Porcelli Peter
Department of Pediatrics, Wake Forest University School of Medicine, Winston-Salem, NC 27103, USA.
J Perinatol. 2004 Mar;24(3):137-42. doi: 10.1038/sj.jp.7210991.
Parenteral nutrition is an important component of postnatal hospital care for very-low-birth-weight infants (VLBW; birth weight < or =1500 g). Designing and preparing parenteral nutrition for VLBW infants is a complicated process requiring many nutrition decisions and mathematical computations, a process most medical centers have developed independently. The goal of this project was to examine the nutrition design practices and resources of regional neonatal intensive care units (NICUs).
In depth interviews were conducted with neonatal nutrition health-care providers at eight medium to large NICUs in North Carolina to describe the patient population, the nutrition support staff, nutrition decision-making procedures and resources, the design of parenteral nutrition, and problems with parenteral nutrition design and preparation.

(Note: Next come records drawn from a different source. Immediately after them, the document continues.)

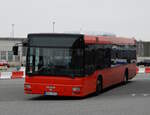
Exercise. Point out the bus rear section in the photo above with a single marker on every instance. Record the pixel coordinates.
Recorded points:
(76, 65)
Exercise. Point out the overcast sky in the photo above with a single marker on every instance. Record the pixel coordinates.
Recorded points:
(127, 18)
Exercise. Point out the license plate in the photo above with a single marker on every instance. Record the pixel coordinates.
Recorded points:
(51, 93)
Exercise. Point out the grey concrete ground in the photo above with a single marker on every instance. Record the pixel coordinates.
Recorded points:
(130, 99)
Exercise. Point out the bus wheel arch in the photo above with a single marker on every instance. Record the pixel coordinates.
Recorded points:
(99, 85)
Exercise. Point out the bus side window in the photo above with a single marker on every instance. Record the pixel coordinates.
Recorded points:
(102, 58)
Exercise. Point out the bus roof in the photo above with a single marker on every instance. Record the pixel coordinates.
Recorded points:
(93, 39)
(109, 40)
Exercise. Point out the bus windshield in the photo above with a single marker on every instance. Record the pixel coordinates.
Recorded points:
(55, 61)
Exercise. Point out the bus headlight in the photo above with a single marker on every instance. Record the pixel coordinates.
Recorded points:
(76, 89)
(27, 86)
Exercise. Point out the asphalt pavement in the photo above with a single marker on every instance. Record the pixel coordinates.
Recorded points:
(130, 99)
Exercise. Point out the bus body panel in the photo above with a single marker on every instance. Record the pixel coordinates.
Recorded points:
(63, 85)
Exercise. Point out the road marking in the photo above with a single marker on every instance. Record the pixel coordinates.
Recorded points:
(133, 94)
(145, 95)
(141, 94)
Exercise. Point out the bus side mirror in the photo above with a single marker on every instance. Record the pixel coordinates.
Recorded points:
(15, 50)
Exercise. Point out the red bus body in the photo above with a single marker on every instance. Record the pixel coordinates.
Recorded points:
(64, 85)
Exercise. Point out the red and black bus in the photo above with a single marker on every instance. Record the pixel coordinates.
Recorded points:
(77, 64)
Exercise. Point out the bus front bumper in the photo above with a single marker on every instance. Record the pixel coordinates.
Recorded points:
(54, 90)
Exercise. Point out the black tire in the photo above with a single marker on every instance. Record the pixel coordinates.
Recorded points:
(98, 86)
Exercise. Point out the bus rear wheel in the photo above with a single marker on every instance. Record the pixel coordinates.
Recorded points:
(98, 86)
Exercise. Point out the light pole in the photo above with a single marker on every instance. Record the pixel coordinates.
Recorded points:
(13, 31)
(53, 26)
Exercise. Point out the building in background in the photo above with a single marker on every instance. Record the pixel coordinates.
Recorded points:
(6, 44)
(6, 53)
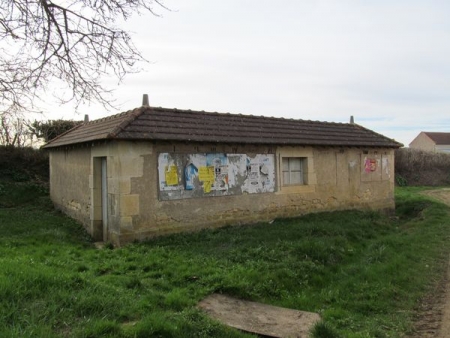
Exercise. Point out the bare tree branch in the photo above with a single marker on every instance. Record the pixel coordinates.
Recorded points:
(73, 41)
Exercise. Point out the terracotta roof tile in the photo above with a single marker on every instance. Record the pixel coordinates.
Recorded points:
(150, 123)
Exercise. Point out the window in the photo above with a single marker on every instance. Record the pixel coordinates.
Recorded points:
(293, 170)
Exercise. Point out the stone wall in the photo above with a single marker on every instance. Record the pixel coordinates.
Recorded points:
(337, 178)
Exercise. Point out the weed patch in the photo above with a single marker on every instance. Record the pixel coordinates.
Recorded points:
(362, 271)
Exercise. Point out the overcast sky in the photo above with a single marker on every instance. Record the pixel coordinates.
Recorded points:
(387, 63)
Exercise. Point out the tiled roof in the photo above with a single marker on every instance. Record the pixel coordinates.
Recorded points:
(439, 138)
(150, 123)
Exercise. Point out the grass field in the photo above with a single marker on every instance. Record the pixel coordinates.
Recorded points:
(362, 271)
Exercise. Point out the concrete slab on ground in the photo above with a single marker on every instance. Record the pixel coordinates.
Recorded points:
(259, 318)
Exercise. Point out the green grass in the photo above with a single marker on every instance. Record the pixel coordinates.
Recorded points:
(362, 271)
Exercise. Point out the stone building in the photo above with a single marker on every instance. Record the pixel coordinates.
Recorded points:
(153, 171)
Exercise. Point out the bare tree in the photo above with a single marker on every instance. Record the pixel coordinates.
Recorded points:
(73, 41)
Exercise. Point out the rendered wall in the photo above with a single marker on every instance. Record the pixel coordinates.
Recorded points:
(423, 142)
(69, 182)
(138, 206)
(337, 179)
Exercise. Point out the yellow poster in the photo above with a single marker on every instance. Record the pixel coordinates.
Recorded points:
(171, 174)
(207, 187)
(206, 174)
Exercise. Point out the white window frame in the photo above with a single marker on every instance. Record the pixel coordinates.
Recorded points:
(293, 170)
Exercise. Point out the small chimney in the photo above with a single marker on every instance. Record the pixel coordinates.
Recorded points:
(145, 100)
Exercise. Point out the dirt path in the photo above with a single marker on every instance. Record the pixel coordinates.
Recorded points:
(433, 319)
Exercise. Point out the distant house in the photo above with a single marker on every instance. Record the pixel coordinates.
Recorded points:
(153, 171)
(434, 142)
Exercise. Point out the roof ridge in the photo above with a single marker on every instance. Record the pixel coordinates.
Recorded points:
(175, 110)
(133, 115)
(61, 135)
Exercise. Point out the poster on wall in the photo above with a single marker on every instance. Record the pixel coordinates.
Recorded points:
(214, 174)
(168, 173)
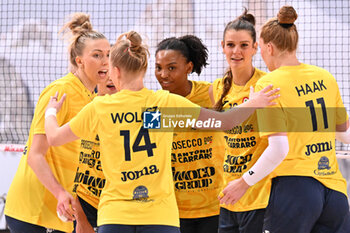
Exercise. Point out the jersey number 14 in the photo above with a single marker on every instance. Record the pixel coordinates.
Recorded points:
(148, 146)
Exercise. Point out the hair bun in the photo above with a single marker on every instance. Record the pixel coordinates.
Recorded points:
(247, 17)
(135, 40)
(79, 23)
(287, 15)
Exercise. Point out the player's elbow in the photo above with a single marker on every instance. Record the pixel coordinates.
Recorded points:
(53, 139)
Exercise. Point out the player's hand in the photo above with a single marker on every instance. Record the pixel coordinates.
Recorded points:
(264, 97)
(83, 225)
(65, 201)
(54, 103)
(233, 192)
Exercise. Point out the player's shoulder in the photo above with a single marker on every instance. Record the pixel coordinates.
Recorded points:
(218, 82)
(199, 87)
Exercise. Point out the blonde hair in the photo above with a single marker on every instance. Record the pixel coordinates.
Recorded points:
(281, 31)
(79, 29)
(130, 53)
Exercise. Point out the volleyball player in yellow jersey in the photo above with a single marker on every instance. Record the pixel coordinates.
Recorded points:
(89, 179)
(196, 156)
(308, 192)
(243, 145)
(45, 174)
(139, 191)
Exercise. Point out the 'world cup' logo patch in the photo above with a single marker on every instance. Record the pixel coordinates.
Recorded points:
(323, 163)
(324, 167)
(140, 193)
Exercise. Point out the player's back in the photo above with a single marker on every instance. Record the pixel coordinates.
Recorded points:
(309, 108)
(136, 160)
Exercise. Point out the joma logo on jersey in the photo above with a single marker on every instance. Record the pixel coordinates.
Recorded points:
(318, 147)
(151, 120)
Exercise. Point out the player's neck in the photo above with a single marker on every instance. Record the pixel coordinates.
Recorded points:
(131, 83)
(240, 76)
(85, 80)
(185, 90)
(286, 59)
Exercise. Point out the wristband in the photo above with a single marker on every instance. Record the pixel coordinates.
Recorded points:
(50, 112)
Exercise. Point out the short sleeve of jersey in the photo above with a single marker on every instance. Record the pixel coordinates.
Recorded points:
(184, 106)
(216, 89)
(341, 113)
(271, 119)
(39, 115)
(85, 122)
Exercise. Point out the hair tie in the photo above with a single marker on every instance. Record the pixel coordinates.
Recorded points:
(286, 25)
(126, 49)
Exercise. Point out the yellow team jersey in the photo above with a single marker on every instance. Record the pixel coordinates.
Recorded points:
(89, 179)
(309, 108)
(243, 146)
(136, 160)
(28, 200)
(197, 158)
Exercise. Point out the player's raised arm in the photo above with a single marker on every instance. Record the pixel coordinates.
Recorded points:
(55, 134)
(237, 115)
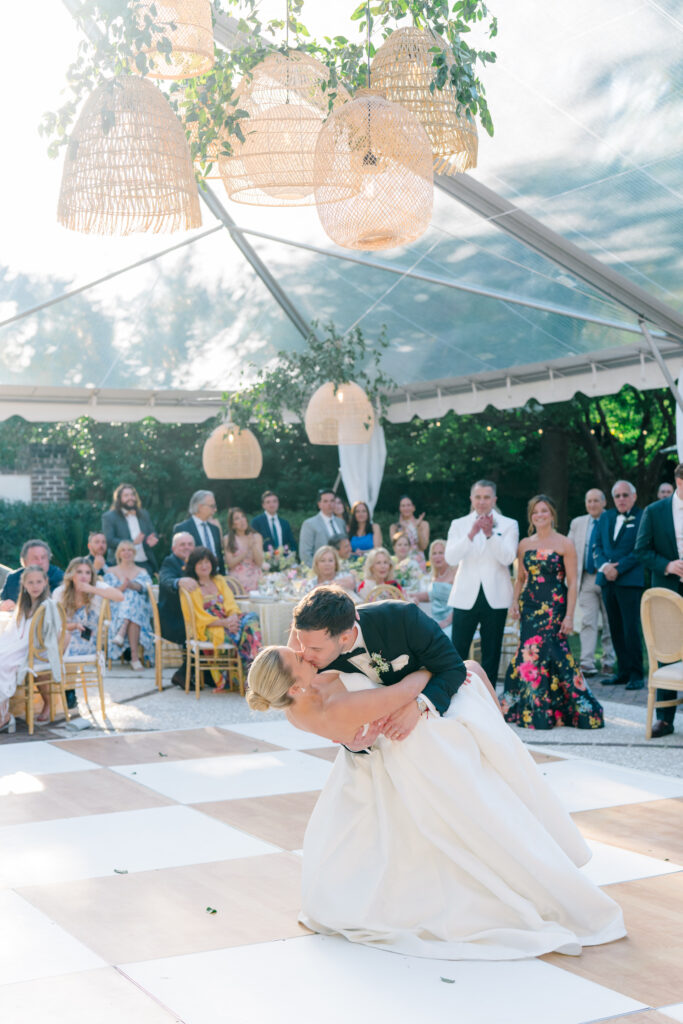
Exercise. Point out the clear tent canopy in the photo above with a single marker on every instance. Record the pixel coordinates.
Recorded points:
(500, 301)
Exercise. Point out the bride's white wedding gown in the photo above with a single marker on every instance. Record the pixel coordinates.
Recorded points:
(450, 844)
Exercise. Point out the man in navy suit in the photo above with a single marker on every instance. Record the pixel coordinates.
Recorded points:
(207, 535)
(623, 580)
(275, 531)
(659, 547)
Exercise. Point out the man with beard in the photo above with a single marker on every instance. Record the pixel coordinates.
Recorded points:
(126, 520)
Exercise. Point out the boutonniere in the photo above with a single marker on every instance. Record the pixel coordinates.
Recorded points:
(379, 664)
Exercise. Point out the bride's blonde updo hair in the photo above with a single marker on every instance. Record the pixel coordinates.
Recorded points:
(268, 681)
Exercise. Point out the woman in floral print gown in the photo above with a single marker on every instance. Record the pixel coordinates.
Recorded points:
(544, 686)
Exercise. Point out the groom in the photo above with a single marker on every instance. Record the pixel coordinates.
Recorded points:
(385, 642)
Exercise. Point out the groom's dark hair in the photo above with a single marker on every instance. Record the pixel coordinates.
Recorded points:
(326, 608)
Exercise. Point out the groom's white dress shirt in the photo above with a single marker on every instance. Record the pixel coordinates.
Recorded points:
(482, 562)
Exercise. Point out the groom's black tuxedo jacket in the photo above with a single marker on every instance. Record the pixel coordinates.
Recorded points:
(394, 628)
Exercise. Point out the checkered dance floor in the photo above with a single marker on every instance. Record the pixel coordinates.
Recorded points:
(155, 878)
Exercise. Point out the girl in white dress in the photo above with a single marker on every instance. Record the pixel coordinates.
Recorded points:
(447, 844)
(34, 589)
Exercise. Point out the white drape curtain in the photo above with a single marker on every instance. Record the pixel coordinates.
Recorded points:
(361, 468)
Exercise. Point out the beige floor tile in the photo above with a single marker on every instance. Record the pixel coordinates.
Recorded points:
(654, 828)
(280, 819)
(148, 914)
(103, 996)
(71, 795)
(646, 965)
(179, 745)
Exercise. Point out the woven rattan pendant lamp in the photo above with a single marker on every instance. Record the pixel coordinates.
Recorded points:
(188, 28)
(127, 166)
(231, 454)
(343, 416)
(374, 178)
(402, 71)
(287, 102)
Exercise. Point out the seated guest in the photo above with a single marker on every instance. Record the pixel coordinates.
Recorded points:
(438, 590)
(417, 529)
(80, 595)
(217, 613)
(97, 552)
(127, 520)
(33, 553)
(34, 590)
(318, 529)
(131, 619)
(378, 571)
(204, 531)
(327, 567)
(173, 577)
(364, 534)
(243, 547)
(275, 531)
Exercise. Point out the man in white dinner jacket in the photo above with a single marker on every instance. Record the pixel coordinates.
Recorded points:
(483, 546)
(591, 602)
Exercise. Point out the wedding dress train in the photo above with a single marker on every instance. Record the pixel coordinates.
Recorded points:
(451, 845)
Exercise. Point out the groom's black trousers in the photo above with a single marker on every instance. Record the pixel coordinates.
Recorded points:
(492, 626)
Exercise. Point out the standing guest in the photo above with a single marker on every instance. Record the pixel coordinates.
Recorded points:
(216, 612)
(622, 577)
(131, 619)
(543, 686)
(591, 603)
(127, 520)
(327, 567)
(275, 531)
(378, 571)
(659, 547)
(33, 553)
(172, 578)
(417, 529)
(364, 534)
(80, 595)
(206, 534)
(439, 587)
(244, 550)
(34, 590)
(97, 552)
(318, 529)
(482, 545)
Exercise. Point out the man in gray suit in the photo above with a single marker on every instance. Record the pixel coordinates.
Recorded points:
(318, 529)
(591, 603)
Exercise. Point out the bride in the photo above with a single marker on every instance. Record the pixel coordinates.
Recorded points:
(447, 844)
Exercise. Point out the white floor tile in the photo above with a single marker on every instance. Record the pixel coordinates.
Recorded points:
(33, 946)
(318, 978)
(586, 785)
(611, 864)
(103, 995)
(675, 1011)
(127, 841)
(38, 759)
(282, 733)
(239, 775)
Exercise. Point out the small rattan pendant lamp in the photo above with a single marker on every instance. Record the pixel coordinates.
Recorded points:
(287, 102)
(231, 454)
(402, 71)
(188, 27)
(343, 416)
(127, 166)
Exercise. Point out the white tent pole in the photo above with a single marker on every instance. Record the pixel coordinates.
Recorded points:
(675, 390)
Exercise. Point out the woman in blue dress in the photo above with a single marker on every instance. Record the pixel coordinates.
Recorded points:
(131, 619)
(364, 534)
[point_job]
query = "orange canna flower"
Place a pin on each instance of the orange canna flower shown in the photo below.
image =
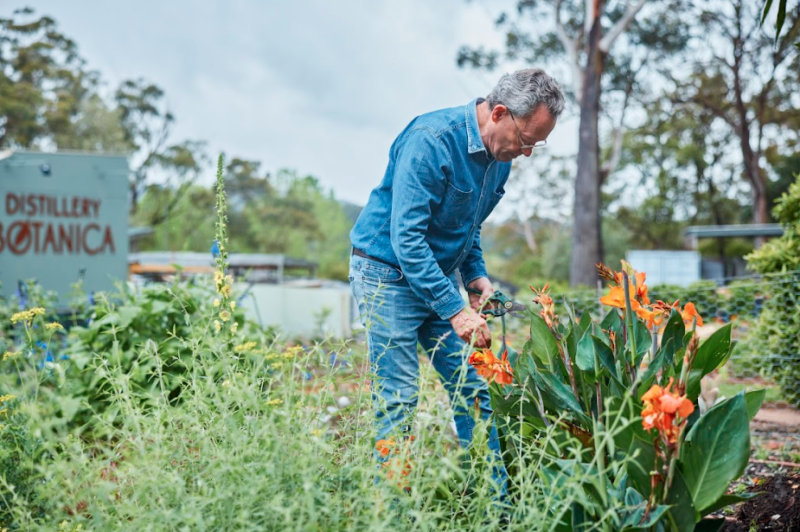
(385, 447)
(616, 298)
(548, 312)
(492, 368)
(638, 289)
(395, 465)
(653, 317)
(689, 312)
(662, 408)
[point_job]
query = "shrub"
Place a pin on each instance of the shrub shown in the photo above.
(775, 339)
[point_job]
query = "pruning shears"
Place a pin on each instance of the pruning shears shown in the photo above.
(499, 304)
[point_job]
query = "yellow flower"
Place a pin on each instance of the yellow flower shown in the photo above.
(247, 346)
(7, 397)
(27, 315)
(293, 351)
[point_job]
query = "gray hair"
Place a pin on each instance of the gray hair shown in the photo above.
(526, 89)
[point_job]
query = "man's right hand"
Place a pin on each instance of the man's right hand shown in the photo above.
(470, 326)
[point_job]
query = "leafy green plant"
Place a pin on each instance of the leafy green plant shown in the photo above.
(625, 390)
(775, 337)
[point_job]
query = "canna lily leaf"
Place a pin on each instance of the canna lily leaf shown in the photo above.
(716, 451)
(543, 343)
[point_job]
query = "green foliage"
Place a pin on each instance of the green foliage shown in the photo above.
(775, 342)
(142, 333)
(20, 451)
(603, 388)
(782, 254)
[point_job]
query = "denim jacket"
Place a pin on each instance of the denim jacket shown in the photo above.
(425, 216)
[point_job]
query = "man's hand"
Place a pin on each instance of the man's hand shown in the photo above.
(471, 327)
(485, 286)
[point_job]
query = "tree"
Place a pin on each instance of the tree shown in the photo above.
(584, 34)
(42, 80)
(748, 84)
(148, 128)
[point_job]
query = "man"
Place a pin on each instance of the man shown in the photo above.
(445, 175)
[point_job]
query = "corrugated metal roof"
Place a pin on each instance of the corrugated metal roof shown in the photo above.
(732, 231)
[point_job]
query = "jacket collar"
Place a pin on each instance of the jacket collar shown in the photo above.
(474, 141)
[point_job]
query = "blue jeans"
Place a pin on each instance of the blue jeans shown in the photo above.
(396, 320)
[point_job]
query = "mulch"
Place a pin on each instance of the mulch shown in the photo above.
(777, 509)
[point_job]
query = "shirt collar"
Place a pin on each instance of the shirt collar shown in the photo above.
(474, 140)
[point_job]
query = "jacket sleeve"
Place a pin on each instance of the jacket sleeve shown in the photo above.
(420, 181)
(473, 266)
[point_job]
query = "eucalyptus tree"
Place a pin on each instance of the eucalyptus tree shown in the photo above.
(610, 49)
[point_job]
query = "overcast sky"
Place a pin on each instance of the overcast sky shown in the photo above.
(321, 87)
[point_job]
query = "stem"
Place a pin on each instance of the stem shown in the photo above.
(629, 322)
(601, 461)
(599, 388)
(571, 372)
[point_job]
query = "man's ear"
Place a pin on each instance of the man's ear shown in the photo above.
(498, 112)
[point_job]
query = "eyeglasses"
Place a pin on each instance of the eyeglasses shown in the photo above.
(522, 145)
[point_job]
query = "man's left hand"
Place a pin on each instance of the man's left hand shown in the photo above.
(485, 286)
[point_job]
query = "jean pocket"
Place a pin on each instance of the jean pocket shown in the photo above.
(496, 197)
(457, 207)
(377, 273)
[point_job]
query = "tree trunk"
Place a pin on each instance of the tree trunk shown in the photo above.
(758, 185)
(587, 249)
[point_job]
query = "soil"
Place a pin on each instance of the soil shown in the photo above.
(775, 435)
(778, 509)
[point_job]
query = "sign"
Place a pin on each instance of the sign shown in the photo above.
(31, 235)
(63, 216)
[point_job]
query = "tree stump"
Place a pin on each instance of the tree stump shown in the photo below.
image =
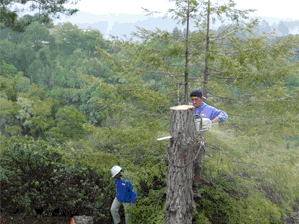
(180, 205)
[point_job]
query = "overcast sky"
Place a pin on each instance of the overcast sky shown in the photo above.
(129, 11)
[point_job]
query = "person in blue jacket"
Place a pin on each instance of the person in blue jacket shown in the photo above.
(215, 116)
(126, 194)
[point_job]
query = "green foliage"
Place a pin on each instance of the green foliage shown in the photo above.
(69, 124)
(37, 168)
(23, 85)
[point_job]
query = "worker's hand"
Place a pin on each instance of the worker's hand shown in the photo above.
(215, 120)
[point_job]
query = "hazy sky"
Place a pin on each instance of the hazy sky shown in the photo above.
(272, 11)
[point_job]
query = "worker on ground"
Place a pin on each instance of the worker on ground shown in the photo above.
(125, 195)
(215, 116)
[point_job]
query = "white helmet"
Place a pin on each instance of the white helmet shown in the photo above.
(115, 170)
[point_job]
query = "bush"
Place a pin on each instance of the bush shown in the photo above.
(35, 182)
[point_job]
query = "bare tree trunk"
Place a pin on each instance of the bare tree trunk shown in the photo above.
(180, 206)
(186, 64)
(205, 82)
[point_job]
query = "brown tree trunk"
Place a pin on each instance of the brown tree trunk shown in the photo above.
(180, 206)
(205, 82)
(187, 60)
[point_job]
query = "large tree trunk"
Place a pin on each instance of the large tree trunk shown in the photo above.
(187, 60)
(205, 81)
(180, 206)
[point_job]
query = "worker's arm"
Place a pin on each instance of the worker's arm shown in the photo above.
(218, 116)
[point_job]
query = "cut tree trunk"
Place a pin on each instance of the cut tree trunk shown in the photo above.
(180, 205)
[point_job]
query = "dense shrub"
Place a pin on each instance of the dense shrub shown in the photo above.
(38, 183)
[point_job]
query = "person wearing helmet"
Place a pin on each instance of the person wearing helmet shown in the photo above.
(215, 116)
(125, 195)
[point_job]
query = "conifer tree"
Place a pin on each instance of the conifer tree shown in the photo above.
(241, 76)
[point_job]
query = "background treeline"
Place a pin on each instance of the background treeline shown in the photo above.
(68, 115)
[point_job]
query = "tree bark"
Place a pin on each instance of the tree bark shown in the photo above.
(205, 82)
(187, 60)
(180, 206)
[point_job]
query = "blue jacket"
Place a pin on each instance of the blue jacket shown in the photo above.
(210, 112)
(125, 191)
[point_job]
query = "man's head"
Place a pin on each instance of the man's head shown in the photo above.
(118, 176)
(196, 97)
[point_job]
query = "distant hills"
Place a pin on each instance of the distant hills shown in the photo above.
(119, 24)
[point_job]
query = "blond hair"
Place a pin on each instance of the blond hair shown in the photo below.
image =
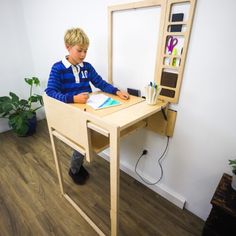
(76, 36)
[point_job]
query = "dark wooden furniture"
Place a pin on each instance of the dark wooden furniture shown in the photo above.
(222, 218)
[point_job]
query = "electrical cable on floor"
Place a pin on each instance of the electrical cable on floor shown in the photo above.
(159, 162)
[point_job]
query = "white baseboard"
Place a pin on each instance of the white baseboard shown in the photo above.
(161, 189)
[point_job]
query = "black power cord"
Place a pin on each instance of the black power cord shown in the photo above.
(159, 163)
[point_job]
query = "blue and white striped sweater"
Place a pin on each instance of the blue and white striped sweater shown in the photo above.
(62, 83)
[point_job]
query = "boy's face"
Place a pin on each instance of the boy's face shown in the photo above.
(77, 54)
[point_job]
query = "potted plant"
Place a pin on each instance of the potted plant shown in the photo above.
(232, 163)
(20, 113)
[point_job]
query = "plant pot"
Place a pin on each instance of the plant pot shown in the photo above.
(233, 183)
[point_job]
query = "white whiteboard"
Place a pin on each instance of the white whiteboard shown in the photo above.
(135, 40)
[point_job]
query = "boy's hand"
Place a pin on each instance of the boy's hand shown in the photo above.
(122, 94)
(81, 98)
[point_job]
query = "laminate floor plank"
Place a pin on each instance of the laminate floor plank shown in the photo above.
(31, 203)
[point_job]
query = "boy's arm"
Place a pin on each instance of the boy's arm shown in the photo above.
(54, 87)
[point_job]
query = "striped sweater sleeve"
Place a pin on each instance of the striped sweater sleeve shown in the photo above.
(54, 86)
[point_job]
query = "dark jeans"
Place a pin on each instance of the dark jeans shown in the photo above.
(77, 160)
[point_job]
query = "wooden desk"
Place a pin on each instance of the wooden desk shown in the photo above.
(87, 130)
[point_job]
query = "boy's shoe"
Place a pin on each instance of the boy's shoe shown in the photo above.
(80, 177)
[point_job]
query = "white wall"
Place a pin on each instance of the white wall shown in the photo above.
(16, 62)
(204, 137)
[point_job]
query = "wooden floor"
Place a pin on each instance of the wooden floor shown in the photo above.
(31, 203)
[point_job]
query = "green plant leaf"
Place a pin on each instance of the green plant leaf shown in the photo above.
(14, 97)
(5, 99)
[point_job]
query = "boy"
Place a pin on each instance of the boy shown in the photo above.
(69, 82)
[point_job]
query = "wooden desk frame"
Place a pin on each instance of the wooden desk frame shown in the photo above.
(78, 121)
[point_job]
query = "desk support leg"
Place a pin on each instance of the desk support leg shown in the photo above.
(114, 179)
(57, 162)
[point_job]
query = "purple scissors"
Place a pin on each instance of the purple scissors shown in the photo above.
(172, 42)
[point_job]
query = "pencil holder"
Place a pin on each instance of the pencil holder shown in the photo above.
(152, 94)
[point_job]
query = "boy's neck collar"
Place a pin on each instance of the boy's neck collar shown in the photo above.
(67, 64)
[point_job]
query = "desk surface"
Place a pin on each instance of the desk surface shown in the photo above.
(129, 112)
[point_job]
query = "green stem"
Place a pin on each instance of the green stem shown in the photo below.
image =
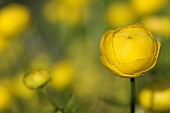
(44, 95)
(132, 104)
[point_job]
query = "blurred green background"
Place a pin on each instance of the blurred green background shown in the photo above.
(64, 36)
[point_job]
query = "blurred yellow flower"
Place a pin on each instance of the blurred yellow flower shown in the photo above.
(129, 51)
(3, 43)
(155, 97)
(37, 78)
(5, 97)
(145, 7)
(14, 18)
(159, 25)
(55, 11)
(76, 3)
(120, 14)
(19, 88)
(63, 75)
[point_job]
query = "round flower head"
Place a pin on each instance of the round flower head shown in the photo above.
(37, 78)
(129, 51)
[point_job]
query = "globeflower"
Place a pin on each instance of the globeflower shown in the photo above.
(129, 51)
(14, 18)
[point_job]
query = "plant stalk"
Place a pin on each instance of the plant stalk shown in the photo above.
(133, 95)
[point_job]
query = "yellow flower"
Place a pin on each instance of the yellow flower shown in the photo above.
(14, 18)
(155, 97)
(144, 7)
(5, 97)
(3, 43)
(37, 78)
(120, 14)
(129, 51)
(159, 25)
(63, 74)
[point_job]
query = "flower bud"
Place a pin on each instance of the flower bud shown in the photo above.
(156, 97)
(129, 51)
(37, 78)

The eight centers reported an average of 182 VLBW infant admissions and prepared 4810 parenteral nutrition orders per year. Five centers employed experienced neonatal nutrition staff to offer decision support. Six centers used paper parenteral nutrition order forms, all of which provided some decision guidance such as a recommended ordering dose range. Self-reported medical mistakes included incorrect parenteral nutrition additive dilutions and incorrect supplementation of parenteral nutrition additives.
Most NICUs offered nutrition resource personnel and used paper parenteral nutrition order forms, which offered a wide range of decision guidance. About half the reported medical errors could be addressed using electronic parenteral nutrition design; however, a broader, more general approach to the entire design and administration system would reduce more errors. Last, as development of electronic neonatal nutrition resources in the clinical arena progresses, standards for recording neonatal nutrition content, and evaluating the effect of decision support need to be identified.
肠外营养是极低出生体重儿(VLBW;出生体重≤1500克)出生后住院治疗的重要组成部分。为极低出生体重儿设计和准备肠外营养是一个复杂的过程,需要做出许多营养决策并进行数学计算,大多数医疗中心都是独立开展这一过程的。本项目的目标是研究区域新生儿重症监护病房(NICU)的营养设计实践和资源情况。
对北卡罗来纳州8家中大型新生儿重症监护病房的新生儿营养医疗服务提供者进行了深入访谈,以描述患者群体、营养支持人员、营养决策程序和资源、肠外营养的设计以及肠外营养设计和准备中存在的问题。
这8个中心报告称,平均每年收治182例极低出生体重儿,开出4810份肠外营养医嘱。5个中心聘请了经验丰富的新生儿营养人员提供决策支持。6个中心使用纸质肠外营养医嘱单,所有医嘱单都提供了一些决策指导,如推荐的医嘱剂量范围。自我报告的医疗差错包括肠外营养添加剂稀释错误和肠外营养添加剂补充错误。
大多数新生儿重症监护病房配备了营养资源人员,并使用纸质肠外营养医嘱单,这些医嘱单提供了广泛的决策指导。约一半报告的医疗差错可通过电子肠外营养设计解决;然而,对整个设计和管理系统采用更广泛、更通用的方法将减少更多差错。最后,随着临床领域电子新生儿营养资源的发展,需要确定记录新生儿营养内容的标准以及评估决策支持效果的标准。